Cristallina environments

All conda environments for cristallina are located at /sf/cristallina/applications/conda/envs. Their respective descriptions in /sf/cristallina/applications/conda/env_specs, which is also tracked in git.psi.ch.

The main environments are:

  • slic (/sf/cristallina/applications/conda/envs/slic)
  • analysis (/sf/cristallina/applications/conda/envs/analysis)

for instrument control and data analysis. We are trying to track recent upstream packages but please only update if you ensure a working state afterwards and document the changes.

To be able to use the shortcut for activation, e.g. conda activate slic the environment directory needs to be added to your .condarc file as follows:

envs_dirs:
  - /sf/cristallina/applications/conda/envs

A backup environment is currently located at:

/gpfs/photonics/swissfel/res/cristallina-staff/p19739/backup/cristallina2

if all else fails.

Updating environments

The cleanest way to install and update environments is via their .yml specification. After editing the specification run for example:

mamba env update --file cristallina_diagnostics.yml --prune

to bring the environment to the most up-to-date state according to .yml file.

This has the advantage that we can always reproduce this environment. If manually installed packages become uninstalled their dependencies remain. Additionally we lose track of these manual installations.

Getting git

The git installed on the cristallina consoles is from 2015, so we can use conda to provide us with an up-to-date version. E.g. with miniconda activated simply install using conda install git.

sf_datafiles directly from github

sf_data is installed directly from github (using python ensures that the activated environment site-packages is used):

python -m pip install git+https://github.com/paulscherrerinstitute/sf_datafiles@master

Git repository settings

To allow shared access to a git repository folder:

git config --get core.sharedRepository

Remote access (how can users get to RA)

Through hop.psi.ch (nicer way)

Connect to PSI network for data access ssh -L user_name@hop.psi.ch user_name@ra.psi.ch -L5000:jupytera.psi.ch:443

after that, just open the browser and type: https://localhost:5000/hub/login

Through NoMachine

see https://gitlab.psi.ch/maloja/docs/-/wikis/python/Getting-started

Setting up the cluster:

This is a short summary of the steps to be followed to access the experimental data and the compute resources available for Cristallina users.
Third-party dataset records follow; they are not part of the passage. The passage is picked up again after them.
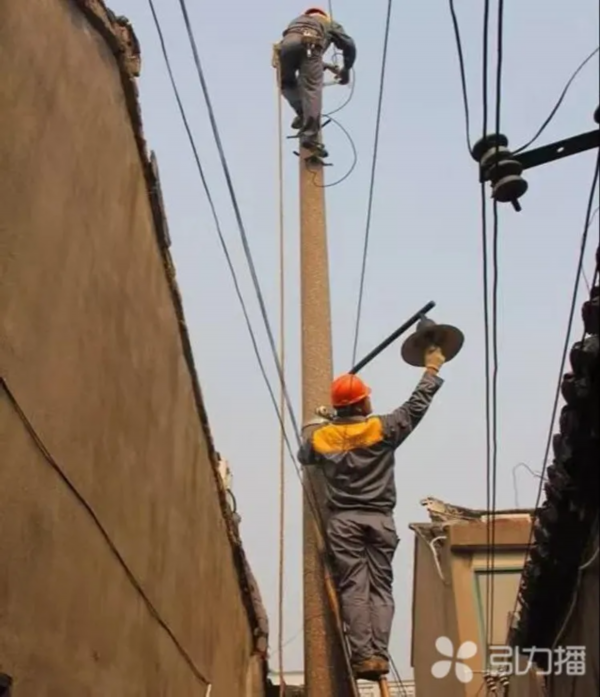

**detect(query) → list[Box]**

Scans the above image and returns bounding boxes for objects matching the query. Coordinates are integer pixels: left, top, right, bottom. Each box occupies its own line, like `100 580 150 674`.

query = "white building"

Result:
270 671 416 697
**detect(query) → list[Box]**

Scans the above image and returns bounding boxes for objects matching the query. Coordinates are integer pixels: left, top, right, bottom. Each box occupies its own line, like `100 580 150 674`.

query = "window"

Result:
475 569 521 646
0 673 12 697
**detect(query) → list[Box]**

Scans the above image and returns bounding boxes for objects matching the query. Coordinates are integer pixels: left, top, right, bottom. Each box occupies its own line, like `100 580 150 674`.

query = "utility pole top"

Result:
300 143 357 697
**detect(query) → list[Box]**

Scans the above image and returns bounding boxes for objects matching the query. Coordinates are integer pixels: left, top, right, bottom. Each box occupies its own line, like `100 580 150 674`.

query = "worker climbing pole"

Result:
273 8 463 697
276 7 356 164
273 8 462 697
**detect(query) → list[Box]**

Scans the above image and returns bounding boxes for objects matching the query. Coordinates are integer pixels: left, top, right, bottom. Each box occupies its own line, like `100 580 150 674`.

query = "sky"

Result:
109 0 599 678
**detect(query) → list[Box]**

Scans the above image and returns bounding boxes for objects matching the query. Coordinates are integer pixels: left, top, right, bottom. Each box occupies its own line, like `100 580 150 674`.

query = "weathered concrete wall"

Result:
0 0 262 697
412 535 465 697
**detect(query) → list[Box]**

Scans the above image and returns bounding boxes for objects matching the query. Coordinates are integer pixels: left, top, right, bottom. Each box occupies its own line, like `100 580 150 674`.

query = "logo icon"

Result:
431 637 477 685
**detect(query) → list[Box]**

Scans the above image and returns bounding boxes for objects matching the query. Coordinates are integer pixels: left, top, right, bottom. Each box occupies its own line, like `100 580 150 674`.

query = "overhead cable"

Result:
0 377 211 686
148 0 332 535
514 46 600 155
512 151 600 640
351 0 392 365
480 0 492 668
179 0 300 442
148 0 294 468
275 61 286 697
312 114 358 189
489 0 504 656
450 0 471 152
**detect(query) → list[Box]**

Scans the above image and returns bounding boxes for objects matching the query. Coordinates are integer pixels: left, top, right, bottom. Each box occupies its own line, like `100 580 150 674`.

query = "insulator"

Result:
471 134 529 210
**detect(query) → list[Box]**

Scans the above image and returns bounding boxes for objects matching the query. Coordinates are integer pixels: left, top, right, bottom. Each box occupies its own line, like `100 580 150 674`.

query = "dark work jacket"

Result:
283 15 356 70
298 373 444 513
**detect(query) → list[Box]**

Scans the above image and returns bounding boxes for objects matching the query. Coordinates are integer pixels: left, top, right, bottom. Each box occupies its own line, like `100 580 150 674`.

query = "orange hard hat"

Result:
304 7 329 21
331 373 371 409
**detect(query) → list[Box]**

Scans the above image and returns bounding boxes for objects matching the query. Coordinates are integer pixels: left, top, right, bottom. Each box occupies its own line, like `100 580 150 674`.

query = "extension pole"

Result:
350 300 435 375
300 143 355 697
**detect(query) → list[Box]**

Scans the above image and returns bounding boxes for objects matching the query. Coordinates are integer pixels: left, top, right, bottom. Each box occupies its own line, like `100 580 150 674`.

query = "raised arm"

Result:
329 22 356 72
381 348 445 448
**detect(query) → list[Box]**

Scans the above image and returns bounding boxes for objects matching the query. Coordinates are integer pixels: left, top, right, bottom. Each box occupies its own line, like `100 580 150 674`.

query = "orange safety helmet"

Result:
331 373 371 409
304 7 331 22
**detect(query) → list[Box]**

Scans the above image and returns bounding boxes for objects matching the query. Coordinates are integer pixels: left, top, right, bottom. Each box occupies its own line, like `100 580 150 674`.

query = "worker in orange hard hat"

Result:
298 346 446 680
278 7 356 157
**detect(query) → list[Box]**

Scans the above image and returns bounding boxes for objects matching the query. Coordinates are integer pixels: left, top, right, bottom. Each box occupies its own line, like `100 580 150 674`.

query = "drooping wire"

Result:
351 0 392 365
507 151 600 643
514 46 600 155
312 114 358 189
488 0 504 648
148 0 332 548
179 0 300 442
324 69 356 118
450 0 471 152
480 0 492 676
275 51 286 697
0 377 211 687
148 0 300 456
582 206 600 293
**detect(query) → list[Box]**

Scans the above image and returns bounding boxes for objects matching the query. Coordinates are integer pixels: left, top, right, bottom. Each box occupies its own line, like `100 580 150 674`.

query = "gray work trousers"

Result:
279 34 323 142
328 511 399 663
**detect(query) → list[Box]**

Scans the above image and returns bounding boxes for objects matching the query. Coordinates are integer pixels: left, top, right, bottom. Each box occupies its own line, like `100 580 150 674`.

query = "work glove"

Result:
425 346 446 375
338 68 350 85
315 407 335 421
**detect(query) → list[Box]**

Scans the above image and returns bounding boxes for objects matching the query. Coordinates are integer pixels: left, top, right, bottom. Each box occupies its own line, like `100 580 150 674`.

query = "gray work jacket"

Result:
298 373 444 513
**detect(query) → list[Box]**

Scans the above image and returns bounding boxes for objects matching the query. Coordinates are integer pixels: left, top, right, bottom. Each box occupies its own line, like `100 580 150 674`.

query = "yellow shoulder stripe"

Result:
312 417 383 455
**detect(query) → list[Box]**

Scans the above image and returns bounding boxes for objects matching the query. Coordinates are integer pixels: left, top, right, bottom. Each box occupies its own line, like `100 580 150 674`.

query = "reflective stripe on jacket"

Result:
298 373 444 512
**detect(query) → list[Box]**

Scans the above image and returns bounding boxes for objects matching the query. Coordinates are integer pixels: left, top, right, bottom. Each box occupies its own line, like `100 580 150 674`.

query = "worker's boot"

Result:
300 138 329 159
352 658 383 682
373 656 390 676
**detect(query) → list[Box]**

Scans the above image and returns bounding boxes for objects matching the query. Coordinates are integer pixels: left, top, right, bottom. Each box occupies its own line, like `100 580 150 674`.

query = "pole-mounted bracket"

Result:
471 106 600 211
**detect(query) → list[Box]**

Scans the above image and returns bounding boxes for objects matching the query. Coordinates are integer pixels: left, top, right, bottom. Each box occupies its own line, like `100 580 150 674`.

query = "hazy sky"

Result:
109 0 598 677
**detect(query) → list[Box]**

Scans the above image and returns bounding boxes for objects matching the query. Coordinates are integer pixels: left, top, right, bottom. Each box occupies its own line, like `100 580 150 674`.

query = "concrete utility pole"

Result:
300 144 355 697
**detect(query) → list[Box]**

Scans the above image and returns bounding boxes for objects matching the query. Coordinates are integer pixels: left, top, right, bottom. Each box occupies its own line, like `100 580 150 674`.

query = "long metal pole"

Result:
300 150 355 697
350 300 435 375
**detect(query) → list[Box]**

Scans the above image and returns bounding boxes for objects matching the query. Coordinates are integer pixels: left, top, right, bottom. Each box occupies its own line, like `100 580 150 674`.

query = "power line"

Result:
514 46 600 155
148 0 294 470
450 0 471 152
0 377 211 686
312 114 358 189
148 0 338 548
179 0 300 441
512 151 600 640
480 0 492 676
488 0 504 656
352 0 392 365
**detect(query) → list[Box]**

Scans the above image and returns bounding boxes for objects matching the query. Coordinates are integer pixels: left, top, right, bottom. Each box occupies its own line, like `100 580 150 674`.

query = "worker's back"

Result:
300 416 397 512
283 15 331 50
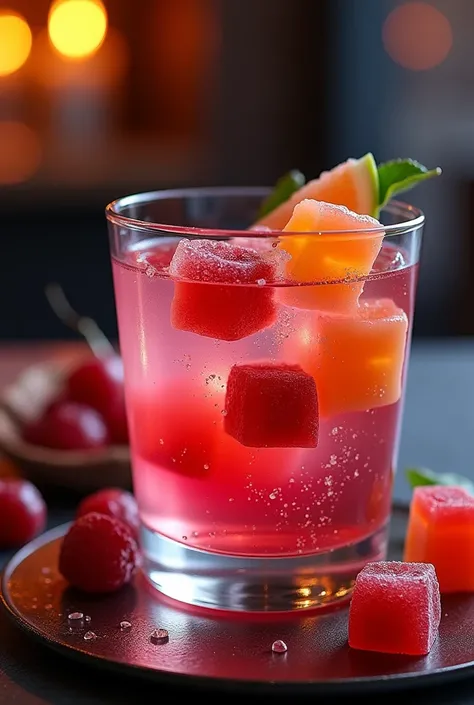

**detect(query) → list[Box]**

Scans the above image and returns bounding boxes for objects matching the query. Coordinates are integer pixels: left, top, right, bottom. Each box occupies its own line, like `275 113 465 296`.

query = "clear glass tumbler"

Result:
106 188 424 611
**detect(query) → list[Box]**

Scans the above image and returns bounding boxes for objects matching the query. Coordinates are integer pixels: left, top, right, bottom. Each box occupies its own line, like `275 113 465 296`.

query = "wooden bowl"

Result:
0 362 131 494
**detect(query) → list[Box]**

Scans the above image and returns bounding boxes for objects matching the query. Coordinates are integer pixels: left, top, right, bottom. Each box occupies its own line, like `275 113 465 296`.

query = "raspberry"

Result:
0 478 47 548
76 487 139 538
23 401 109 450
59 512 138 593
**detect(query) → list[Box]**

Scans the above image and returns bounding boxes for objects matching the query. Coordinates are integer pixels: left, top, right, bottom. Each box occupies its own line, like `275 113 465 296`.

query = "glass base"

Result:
142 526 388 612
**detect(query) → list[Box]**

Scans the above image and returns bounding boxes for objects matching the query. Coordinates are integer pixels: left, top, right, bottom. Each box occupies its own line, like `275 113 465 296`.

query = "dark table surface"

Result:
0 340 474 705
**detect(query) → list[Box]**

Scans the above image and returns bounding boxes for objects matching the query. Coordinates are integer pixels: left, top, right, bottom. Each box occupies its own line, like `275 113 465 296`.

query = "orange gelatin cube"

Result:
296 299 408 417
404 486 474 593
279 199 383 312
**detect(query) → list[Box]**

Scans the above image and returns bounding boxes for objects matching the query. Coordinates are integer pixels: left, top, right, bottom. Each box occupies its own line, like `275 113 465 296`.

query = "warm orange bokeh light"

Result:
0 121 41 185
48 0 107 59
383 2 453 71
0 10 32 76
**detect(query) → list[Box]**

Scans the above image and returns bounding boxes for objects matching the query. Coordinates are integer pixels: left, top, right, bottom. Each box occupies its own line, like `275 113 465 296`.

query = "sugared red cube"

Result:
170 240 285 340
279 199 384 313
404 486 474 593
349 561 441 656
224 362 319 448
289 299 408 417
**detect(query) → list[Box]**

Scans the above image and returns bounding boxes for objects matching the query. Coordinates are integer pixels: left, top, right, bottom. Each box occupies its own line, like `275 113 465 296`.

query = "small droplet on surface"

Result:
67 612 84 622
150 629 169 644
272 639 288 654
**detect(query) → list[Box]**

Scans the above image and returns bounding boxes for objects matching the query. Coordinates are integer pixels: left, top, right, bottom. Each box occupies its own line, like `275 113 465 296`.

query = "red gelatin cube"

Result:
170 240 286 340
404 485 474 593
349 561 441 656
224 362 319 448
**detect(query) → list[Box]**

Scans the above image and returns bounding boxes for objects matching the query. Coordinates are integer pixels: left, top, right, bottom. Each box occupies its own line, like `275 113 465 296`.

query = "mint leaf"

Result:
377 159 441 208
405 468 474 495
258 169 306 219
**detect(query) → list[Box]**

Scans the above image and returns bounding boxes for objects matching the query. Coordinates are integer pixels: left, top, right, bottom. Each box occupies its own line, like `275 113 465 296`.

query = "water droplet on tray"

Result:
150 629 169 644
67 612 84 622
272 639 288 654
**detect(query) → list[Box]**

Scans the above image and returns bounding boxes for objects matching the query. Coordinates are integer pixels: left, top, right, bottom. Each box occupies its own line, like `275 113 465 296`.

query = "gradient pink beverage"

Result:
113 241 417 556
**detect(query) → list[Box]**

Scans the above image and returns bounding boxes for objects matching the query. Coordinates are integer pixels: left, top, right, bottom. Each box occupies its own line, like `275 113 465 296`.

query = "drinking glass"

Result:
106 188 424 611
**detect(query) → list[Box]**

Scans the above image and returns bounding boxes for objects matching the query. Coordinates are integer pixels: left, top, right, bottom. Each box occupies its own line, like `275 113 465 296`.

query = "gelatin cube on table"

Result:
169 240 288 341
404 486 474 593
349 561 441 656
279 199 384 313
289 299 408 417
224 362 319 448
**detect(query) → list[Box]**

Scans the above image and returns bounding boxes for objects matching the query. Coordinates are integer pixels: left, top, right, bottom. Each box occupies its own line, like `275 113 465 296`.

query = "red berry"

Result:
76 487 140 537
66 355 128 444
59 512 138 593
102 393 128 445
23 402 109 450
0 478 47 548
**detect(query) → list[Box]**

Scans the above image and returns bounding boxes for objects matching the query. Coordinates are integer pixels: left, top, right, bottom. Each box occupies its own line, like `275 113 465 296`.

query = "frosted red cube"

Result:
170 240 285 341
224 362 319 448
349 561 441 656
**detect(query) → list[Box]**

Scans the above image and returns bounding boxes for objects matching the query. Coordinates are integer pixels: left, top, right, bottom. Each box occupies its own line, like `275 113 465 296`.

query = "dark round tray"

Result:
2 510 474 695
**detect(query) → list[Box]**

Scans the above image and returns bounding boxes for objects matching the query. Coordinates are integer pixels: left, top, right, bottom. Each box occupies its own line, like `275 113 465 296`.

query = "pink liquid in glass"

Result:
113 241 417 557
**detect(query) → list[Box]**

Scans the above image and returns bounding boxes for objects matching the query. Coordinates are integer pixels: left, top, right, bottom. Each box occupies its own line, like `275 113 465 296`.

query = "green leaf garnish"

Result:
258 169 306 219
377 159 441 208
405 468 474 495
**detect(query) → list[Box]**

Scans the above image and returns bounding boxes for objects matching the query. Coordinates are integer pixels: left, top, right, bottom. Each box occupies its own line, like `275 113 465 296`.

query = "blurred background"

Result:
0 0 468 340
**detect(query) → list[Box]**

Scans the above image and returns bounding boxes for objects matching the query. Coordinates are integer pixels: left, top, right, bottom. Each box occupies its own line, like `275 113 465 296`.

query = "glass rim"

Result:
105 186 425 238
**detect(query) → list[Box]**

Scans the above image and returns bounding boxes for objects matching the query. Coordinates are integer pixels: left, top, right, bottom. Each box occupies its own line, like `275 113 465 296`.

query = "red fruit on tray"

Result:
23 402 109 450
0 478 47 549
59 512 138 593
76 487 140 537
349 561 441 656
224 362 319 448
66 355 128 444
170 240 286 340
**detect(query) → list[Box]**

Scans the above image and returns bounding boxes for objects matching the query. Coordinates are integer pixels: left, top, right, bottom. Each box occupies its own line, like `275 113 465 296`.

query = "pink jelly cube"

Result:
169 240 286 340
224 362 319 448
349 561 441 656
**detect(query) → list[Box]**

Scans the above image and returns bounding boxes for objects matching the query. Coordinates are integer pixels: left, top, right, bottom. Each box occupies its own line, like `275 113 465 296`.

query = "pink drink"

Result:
113 238 417 558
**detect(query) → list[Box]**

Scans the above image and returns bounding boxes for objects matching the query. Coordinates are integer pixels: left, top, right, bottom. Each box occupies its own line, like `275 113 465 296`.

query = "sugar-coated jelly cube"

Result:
279 199 384 312
169 240 287 340
404 486 474 593
349 561 441 656
290 299 408 417
224 362 319 448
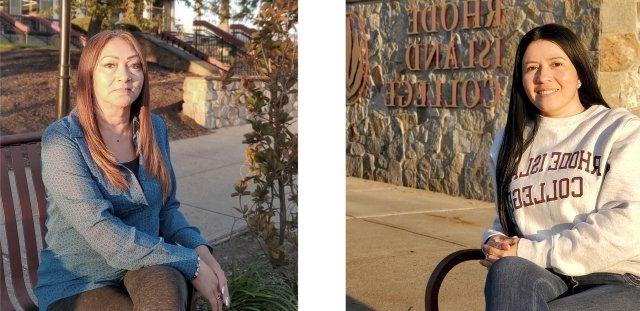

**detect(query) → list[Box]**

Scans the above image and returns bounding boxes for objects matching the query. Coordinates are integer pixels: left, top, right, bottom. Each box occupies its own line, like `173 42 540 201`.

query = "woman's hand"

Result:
480 235 520 269
196 245 231 310
191 263 222 311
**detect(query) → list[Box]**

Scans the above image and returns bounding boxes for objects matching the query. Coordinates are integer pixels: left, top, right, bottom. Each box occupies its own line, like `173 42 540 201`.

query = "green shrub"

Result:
229 261 298 311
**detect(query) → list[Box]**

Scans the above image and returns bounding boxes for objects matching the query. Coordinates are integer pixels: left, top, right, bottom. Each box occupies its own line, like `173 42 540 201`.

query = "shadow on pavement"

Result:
346 295 373 311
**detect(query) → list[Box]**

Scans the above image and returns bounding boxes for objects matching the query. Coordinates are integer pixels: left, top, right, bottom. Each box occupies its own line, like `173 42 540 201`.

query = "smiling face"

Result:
93 38 144 110
522 40 584 118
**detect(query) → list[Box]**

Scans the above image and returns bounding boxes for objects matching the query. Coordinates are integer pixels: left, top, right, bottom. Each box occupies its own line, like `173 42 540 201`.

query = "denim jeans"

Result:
484 257 640 311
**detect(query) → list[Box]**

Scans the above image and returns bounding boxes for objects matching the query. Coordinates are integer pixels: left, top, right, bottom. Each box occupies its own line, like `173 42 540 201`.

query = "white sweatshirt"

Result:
482 105 640 276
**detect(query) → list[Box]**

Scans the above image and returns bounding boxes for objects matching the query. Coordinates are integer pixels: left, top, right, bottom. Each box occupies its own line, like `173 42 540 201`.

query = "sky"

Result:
175 1 254 32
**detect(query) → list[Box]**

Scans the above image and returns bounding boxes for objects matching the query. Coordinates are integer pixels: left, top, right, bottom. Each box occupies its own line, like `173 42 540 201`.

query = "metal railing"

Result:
0 11 29 43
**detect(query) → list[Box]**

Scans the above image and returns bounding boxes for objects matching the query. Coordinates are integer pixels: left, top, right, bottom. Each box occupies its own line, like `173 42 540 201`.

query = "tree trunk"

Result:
88 13 105 37
218 0 231 32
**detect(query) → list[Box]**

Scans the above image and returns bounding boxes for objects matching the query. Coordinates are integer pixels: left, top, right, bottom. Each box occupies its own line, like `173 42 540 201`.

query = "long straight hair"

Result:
76 30 171 199
496 24 609 236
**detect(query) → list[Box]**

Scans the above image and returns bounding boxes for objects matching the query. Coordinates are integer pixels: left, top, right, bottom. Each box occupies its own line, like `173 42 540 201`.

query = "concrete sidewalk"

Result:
346 178 495 310
170 124 251 246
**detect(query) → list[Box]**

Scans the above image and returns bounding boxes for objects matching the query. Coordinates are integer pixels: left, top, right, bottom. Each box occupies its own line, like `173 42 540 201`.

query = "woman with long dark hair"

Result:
481 24 640 310
34 30 229 310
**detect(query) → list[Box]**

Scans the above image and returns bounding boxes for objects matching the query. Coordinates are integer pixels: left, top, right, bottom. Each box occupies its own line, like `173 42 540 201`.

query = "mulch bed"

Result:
0 49 208 140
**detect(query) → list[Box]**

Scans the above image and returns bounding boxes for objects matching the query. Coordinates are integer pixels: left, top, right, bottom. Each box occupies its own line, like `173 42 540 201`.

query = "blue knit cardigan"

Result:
34 109 207 310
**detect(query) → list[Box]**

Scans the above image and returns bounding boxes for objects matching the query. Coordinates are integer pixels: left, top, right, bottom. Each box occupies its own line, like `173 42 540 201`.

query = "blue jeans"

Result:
484 257 640 311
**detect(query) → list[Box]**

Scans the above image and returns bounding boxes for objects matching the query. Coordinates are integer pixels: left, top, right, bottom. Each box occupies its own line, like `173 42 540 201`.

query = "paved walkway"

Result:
170 124 251 242
346 178 495 310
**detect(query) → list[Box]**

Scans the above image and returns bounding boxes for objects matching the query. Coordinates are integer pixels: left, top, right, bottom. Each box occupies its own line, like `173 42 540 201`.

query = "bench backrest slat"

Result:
0 241 12 310
0 133 46 310
0 148 36 306
27 144 47 244
9 145 38 284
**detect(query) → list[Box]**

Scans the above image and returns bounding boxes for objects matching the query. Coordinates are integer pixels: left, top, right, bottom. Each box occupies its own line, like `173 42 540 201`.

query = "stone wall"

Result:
182 77 298 129
598 0 640 115
346 0 640 200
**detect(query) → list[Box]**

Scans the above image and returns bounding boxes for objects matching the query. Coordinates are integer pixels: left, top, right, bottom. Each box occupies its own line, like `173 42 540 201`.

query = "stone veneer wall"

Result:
598 0 640 115
346 0 640 200
182 77 298 129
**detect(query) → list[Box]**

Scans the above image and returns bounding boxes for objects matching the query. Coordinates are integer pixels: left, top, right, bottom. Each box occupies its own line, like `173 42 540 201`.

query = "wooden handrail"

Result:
29 12 87 46
193 20 244 51
160 31 231 71
0 11 29 34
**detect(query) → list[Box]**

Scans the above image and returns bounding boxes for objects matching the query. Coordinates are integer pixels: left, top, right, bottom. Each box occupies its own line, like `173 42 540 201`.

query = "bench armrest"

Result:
424 249 484 311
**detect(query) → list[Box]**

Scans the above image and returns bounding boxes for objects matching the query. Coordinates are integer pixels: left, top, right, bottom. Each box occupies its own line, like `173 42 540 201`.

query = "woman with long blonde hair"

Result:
34 30 229 310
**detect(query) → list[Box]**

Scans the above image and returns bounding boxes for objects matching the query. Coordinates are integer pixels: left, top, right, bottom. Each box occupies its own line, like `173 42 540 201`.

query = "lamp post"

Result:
56 0 71 119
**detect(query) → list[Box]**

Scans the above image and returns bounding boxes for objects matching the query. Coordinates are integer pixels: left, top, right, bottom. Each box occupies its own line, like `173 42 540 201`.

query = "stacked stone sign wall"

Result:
346 0 640 200
182 77 298 129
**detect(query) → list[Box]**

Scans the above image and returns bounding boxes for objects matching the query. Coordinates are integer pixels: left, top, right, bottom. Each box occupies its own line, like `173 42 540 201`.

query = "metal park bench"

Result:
424 249 484 311
0 133 195 311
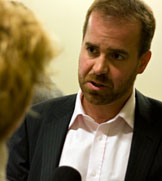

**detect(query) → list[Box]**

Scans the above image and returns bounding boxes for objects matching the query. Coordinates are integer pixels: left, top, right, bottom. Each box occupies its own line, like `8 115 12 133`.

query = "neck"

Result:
82 94 131 124
0 141 7 181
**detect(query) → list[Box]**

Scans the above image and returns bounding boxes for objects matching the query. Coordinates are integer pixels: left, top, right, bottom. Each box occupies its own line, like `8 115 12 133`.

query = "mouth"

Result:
90 81 106 87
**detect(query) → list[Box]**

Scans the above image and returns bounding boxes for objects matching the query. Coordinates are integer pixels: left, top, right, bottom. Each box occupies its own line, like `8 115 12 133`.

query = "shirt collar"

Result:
69 89 135 129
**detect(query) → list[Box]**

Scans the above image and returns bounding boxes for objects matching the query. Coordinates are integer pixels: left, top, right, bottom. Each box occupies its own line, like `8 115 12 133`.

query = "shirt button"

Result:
91 171 96 177
98 135 102 141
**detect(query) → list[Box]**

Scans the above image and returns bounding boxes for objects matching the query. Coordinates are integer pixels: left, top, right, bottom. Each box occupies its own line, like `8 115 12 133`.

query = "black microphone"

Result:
53 166 81 181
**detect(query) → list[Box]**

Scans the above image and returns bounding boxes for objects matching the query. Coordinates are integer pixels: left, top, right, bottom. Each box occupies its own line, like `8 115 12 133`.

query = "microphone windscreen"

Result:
53 166 81 181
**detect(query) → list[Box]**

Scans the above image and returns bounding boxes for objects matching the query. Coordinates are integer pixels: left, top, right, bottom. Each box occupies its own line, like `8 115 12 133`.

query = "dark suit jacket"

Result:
7 91 162 181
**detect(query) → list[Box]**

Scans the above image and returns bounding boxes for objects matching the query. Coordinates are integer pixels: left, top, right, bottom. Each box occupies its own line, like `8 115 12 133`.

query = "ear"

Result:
138 51 151 74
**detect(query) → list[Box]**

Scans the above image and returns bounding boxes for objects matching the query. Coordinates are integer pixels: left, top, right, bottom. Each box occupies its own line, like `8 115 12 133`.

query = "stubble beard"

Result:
79 72 137 105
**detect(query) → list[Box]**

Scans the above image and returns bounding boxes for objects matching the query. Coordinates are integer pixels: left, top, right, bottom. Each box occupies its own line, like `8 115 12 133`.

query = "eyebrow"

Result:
85 42 129 56
85 42 99 48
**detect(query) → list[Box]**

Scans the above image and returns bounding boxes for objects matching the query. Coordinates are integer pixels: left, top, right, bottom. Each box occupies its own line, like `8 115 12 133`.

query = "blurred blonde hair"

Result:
0 0 54 140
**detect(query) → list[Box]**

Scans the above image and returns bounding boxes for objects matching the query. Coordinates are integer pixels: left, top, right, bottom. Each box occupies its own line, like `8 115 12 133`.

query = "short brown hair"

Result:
0 0 54 139
83 0 155 56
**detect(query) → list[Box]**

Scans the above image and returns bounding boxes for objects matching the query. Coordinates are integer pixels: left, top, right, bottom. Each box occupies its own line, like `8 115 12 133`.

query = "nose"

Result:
93 56 108 75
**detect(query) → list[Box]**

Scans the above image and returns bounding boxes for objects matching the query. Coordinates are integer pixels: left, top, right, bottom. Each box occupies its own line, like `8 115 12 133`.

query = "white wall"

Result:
23 0 162 100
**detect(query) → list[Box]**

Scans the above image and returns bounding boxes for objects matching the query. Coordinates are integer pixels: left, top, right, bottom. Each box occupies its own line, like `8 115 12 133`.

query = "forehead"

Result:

Set up the enviroments paths

Once on ra (ssh user_name@ra.psi.ch as described above), create a symbolic link to the bash file: ln -s /sf/cristallina/bin/setting_up_ra.sh ~

and run it sh setting_up_ra.sh

This should set up the working python enviroments. For the analysis, please use the 'analysis' enviroment, which is set as a default one.

Running own jupyter instance

Once on ra, copy the bash file: cp /sf/cristallina/bin/jupyter_on_ra.sh ~ and run it.